Глобальное становление жизни шло по трем главным эволюционным направлениям [60]. Первое и, пожалуй, наименее важное — это случайные мутации генов, главная опора неодарвинистской теории. Генные мутации возникают вследствие случайных ошибок в саморепликации ДНК, когда нити ее двойной спирали разделяются и каждая из них служит шаблоном для построения новой комплементарной цепи. Такие ошибки, однако, вряд ли случаются достаточно часто, чтобы объяснить ими эволюционное возникновение огромного разнообразия живых форм — особенно с учетом того общеизвестного факта, что большинство мутаций пагубны для организма и лишь весьма малая их часть приводит к полезным изменениям [61]. В случае бактерий ситуация здесь несколько иная, поскольку они делятся так быстро, что в течение дня одна клетка способна породить миллиарды себе подобных. Из-за столь огромной скорости воспроизводства одна удачная мутация может распространиться довольно быстро. Поэтому в отношении бактерий пренебрегать этим направлением эволюции нельзя.

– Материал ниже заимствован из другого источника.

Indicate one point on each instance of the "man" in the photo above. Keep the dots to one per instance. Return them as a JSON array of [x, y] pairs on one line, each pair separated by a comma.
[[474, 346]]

Однако бактерии следовали и другому, гораздо более эффективному, эволюционному направлению, чем случайные мутации. Они обладают свойством чрезвычайно легко передавать друг другу наследственные признаки по глобальной обменной сети. Обнаружение такого широкомасштабного обмена генами, получившего название рекомбинации ДНК, следует считать одним из наиболее поразительных открытий современной биологии. Вот как образно описывает это явление Линн Маргулис: «Горизонтальная генная передача у бактерий — это как если бы вы прыгнули в бассейн с карими глазами, а вынырнули с голубыми» [62].